Focus on Downtown and the Center City, Not Just the Region
Regional cooperation has emerged as an important tool for helping legacy cities of all sizes compete in a global economy. However, economic development strategies for SMLCs must reinforce downtowns and the central cities as the economic heart of their region. Nationwide, communities are recognizing that vibrant downtowns lead to strong regions. Young, creative professionals increasingly prefer downtown living and work options, and cities that provide those are better positioned to attract and retain this coveted demographic. (See the Syracuse case study to the left.)
Additionally, siting new projects in central cities served by bus lines makes them accessible to low-income workers who may not have access to a car. When well-paying, lower-skilled jobs are located in outlying areas, access to transportation may prohibit some qualified workers from taking those jobs. Business siting is a particular challenge in SMLCs where many economic development efforts may be regionally focused. (See the Akron case study.) Additional incentives for businesses to locate in the central city may be useful, but an explicit downtown-first or city-first attitude may be even more important in correcting this imbalance so that outlying areas do not become the default option.
Work to Strengthen Local Businesses in a Manner That Addresses Generational Poverty
Successful SMLCs cannot tell a tale of two cities. For a true rebound, SMLCs must attract new talent and must invest in the economic health of current citizens. Generational poverty is an intractable problem in many SMLCs, and few have tackled the issue head on, though Syracuse, New York, is one that has. (See the Syracuse case study to the right.) All will need to if they are to build stronger communities and make their cities more attractive places to live and work.

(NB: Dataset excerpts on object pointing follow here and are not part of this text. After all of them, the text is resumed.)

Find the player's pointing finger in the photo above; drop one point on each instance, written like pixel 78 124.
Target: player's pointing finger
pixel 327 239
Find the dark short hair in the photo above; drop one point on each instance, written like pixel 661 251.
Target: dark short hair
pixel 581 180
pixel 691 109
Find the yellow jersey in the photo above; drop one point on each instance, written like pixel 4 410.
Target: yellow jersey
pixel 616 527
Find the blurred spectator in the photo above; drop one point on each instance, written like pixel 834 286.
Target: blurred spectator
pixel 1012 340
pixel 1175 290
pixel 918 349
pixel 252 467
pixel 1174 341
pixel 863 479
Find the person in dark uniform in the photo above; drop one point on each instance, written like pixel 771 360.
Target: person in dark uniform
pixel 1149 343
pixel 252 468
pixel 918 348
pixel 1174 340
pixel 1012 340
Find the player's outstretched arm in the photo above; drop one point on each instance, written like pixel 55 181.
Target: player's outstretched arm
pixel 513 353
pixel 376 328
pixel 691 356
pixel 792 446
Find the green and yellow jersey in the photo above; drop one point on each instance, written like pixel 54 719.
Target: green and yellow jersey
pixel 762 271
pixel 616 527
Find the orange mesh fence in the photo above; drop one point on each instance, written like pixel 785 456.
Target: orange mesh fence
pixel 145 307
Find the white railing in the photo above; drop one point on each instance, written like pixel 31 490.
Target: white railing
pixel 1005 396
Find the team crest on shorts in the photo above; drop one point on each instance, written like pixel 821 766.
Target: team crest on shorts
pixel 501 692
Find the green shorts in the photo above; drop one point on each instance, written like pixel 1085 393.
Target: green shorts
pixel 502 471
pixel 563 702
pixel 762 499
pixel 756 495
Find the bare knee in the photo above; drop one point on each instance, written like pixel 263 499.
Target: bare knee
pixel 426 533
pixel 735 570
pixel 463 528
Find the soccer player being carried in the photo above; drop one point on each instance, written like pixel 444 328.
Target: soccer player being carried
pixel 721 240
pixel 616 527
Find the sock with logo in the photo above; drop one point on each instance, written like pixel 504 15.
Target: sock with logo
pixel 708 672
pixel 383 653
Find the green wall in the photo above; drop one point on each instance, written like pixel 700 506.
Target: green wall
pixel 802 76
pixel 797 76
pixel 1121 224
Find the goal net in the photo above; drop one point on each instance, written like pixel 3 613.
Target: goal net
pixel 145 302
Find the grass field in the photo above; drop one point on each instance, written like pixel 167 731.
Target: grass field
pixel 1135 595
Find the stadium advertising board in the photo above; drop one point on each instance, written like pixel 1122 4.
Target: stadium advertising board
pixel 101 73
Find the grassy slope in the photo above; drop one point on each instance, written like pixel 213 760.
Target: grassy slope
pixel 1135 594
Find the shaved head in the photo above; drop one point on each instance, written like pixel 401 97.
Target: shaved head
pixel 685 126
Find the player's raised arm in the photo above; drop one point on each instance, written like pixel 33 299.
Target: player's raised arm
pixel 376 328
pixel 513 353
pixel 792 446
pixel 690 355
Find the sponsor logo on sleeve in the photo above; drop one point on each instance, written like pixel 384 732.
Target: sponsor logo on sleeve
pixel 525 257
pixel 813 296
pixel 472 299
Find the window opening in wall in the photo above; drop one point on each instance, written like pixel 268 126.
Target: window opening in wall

Although SMLCs face challenges, many have an opportunity to reinvent themselves as more collaborative, creative, and equitable places to live and work. Charting a future for these places will require doing things differently than they have been done in the past, but many SMLCs are already demonstrating how embracing change can lead to positive outcomes.
Lavea Brachman is the executive director and a founder of the Greater Ohio Policy Center.
Torey Hollingsworth is a researcher at the center. Contact them at LBrachman@greaterohio.org
- See, for example, Alan Mallach and Lavea Brachman, Regenerating America's Legacy Cities (2013); and "Legacy Cities Partnership," a website of the Center for Community Solutions (http://www.legacycities.org/).
- SMLCs are defined here as cities with populations between 30,000 and 200,000 as of 2013, historical manufacturing bases (and not college towns), more than a 30-minute commute to major, strong-market cities such as New York City and Boston, and that experienced significant population loss between peak population in the mid-twentieth century and 2000.
- Cities were evaluated based on percent change between 2000 and 2013 data for six indicators of urban stability and vitality: population change, median household income, unemployment, vacant properties, poverty, and attainment of a bachelor's degree. The study selected 65 SMLCs in seven states on the basis of (1) their current condition and (2) the direction of recent trends from 2000 to 2013, using the decennial censuses for peak population year (usually 1950, 1960, or 1970), 2000, and 2013 American Community Survey data.
- This article is part of a longer report on SMLCs due out later this year in partnership with the Lincoln Institute of Land Policy.